The startup, which is part of the current class at incubator Y Combinator, launched its product last August, but has been “flying under the radar” in the press until now, said co-founder Travis Truett. He compared Ambition’s approach to fantasy football — he’s hoping Ambition users will be excited to log in every day and see how their team is doing.

Unlike fantasy football, however, Ambition isn’t tracking professional athletes competing against each other in imaginary matches. (At least, that’s how I remember fantasy football — it’s been a long time since someone strong-armed me into participating.) Instead, it looks at the performance of different sales teams within the company, allowing them to compete for limited “seasons,” with rewards for the winners.

Each team member is assigned an “ambition” score.
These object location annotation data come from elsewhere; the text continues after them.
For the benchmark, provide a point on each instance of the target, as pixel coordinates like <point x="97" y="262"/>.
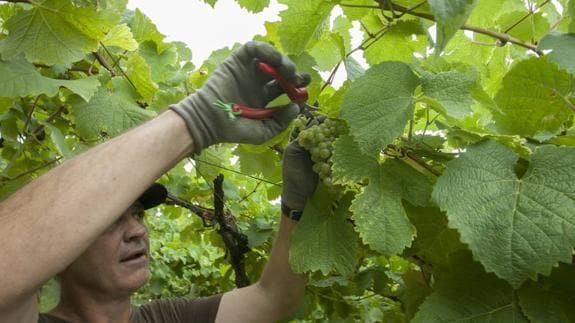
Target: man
<point x="59" y="225"/>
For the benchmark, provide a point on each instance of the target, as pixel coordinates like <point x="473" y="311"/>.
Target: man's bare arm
<point x="50" y="222"/>
<point x="277" y="293"/>
<point x="279" y="290"/>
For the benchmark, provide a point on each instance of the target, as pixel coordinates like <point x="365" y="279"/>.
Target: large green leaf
<point x="121" y="36"/>
<point x="450" y="16"/>
<point x="435" y="241"/>
<point x="468" y="294"/>
<point x="324" y="240"/>
<point x="528" y="29"/>
<point x="400" y="43"/>
<point x="323" y="51"/>
<point x="158" y="62"/>
<point x="515" y="226"/>
<point x="109" y="114"/>
<point x="140" y="74"/>
<point x="379" y="104"/>
<point x="56" y="32"/>
<point x="452" y="90"/>
<point x="254" y="5"/>
<point x="552" y="298"/>
<point x="533" y="99"/>
<point x="378" y="213"/>
<point x="144" y="29"/>
<point x="571" y="14"/>
<point x="563" y="49"/>
<point x="350" y="165"/>
<point x="300" y="21"/>
<point x="19" y="78"/>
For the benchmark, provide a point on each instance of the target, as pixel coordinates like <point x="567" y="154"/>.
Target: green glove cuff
<point x="292" y="214"/>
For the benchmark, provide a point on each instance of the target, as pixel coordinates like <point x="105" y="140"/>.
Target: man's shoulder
<point x="182" y="309"/>
<point x="48" y="318"/>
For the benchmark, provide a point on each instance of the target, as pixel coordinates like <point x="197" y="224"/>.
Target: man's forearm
<point x="48" y="223"/>
<point x="275" y="295"/>
<point x="279" y="281"/>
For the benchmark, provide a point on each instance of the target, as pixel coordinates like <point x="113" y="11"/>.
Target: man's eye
<point x="140" y="215"/>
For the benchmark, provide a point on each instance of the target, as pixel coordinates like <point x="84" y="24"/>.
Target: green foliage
<point x="455" y="174"/>
<point x="379" y="104"/>
<point x="527" y="84"/>
<point x="450" y="16"/>
<point x="324" y="241"/>
<point x="508" y="215"/>
<point x="467" y="293"/>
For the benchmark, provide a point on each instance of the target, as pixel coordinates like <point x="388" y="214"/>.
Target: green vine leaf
<point x="467" y="294"/>
<point x="350" y="165"/>
<point x="379" y="104"/>
<point x="435" y="241"/>
<point x="144" y="29"/>
<point x="108" y="113"/>
<point x="508" y="220"/>
<point x="140" y="73"/>
<point x="324" y="240"/>
<point x="20" y="78"/>
<point x="552" y="297"/>
<point x="450" y="16"/>
<point x="528" y="86"/>
<point x="563" y="49"/>
<point x="56" y="32"/>
<point x="402" y="40"/>
<point x="378" y="213"/>
<point x="121" y="36"/>
<point x="451" y="90"/>
<point x="301" y="21"/>
<point x="254" y="6"/>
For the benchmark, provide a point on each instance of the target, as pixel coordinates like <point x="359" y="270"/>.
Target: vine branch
<point x="502" y="37"/>
<point x="104" y="63"/>
<point x="530" y="13"/>
<point x="30" y="171"/>
<point x="236" y="243"/>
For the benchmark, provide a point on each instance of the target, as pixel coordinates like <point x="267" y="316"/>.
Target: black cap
<point x="153" y="196"/>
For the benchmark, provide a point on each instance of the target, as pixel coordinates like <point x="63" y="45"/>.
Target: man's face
<point x="117" y="263"/>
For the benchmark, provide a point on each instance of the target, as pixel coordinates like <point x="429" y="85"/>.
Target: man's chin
<point x="133" y="280"/>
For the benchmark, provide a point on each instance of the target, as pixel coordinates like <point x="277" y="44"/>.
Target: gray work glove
<point x="239" y="80"/>
<point x="299" y="179"/>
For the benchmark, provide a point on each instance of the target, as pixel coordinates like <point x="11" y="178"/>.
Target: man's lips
<point x="136" y="254"/>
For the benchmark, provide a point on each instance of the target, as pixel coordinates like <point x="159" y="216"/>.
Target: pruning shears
<point x="297" y="95"/>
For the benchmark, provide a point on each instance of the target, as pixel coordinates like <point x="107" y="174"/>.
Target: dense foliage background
<point x="456" y="171"/>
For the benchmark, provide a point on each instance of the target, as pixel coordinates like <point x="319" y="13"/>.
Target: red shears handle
<point x="296" y="95"/>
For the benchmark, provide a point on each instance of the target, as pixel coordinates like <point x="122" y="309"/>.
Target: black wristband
<point x="292" y="214"/>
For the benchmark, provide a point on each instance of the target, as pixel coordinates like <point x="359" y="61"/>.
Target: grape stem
<point x="502" y="37"/>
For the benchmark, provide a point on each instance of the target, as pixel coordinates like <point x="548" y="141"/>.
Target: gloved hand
<point x="239" y="80"/>
<point x="299" y="179"/>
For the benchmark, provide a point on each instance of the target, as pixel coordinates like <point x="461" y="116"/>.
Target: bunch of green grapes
<point x="318" y="140"/>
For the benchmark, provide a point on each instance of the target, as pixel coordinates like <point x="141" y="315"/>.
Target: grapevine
<point x="317" y="137"/>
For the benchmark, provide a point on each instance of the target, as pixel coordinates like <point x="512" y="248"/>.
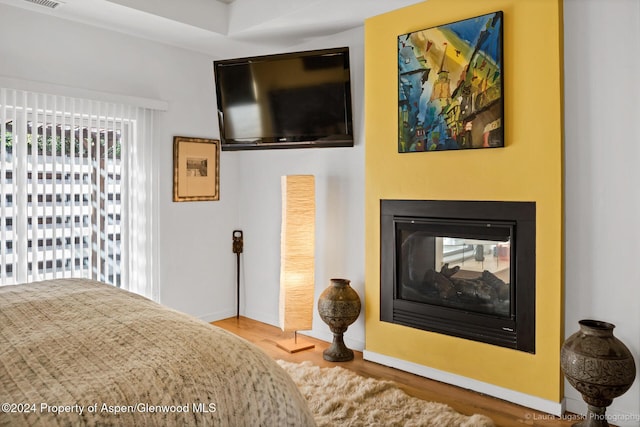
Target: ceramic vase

The specific metrics that are used to calculate the score can be customized for each company and each position, so Truett suggested that it’s a way to compare people who are doing different positions.

He added that Ambition integrates with phone and customer relationship management systems, so it can track the relevant metrics without requiring any extra work from the salespeople (though it may motivate them to keep the CRM updated).

Ambition Profile

The idea of “gamifying” the workplace isn’t new, Truett acknowledges, but he said most companies are doing “gamification for gamification’s sake” or “Gamification 1.0”. More specifically, he suggested that many of the existing tools are too focused on leaderboards.

“That’s relatively passive, it’s not sustainable,” he said. “You really only have the top 10 percent who are motivated, because I might say, ‘You know what? Anthony wins every single time, so what do I care?'”

That’s why the team-focused system could be an important motivator — participants feel like they have a stake in their team’s success, even if they’re not No. 1, and it also makes the process “peer motivated, not manager motivated,” Truett said. Managers, meanwhile, can look at individual and team-wide data.

While Ambition’s initial focus is sales, Truett suggested that it could eventually serve “anybody that measures their employees.”

The startup was founded in Chattanooga, Tenn., and has raised seed funding from The Lamp Post Group, Y Combinator, and YC VC.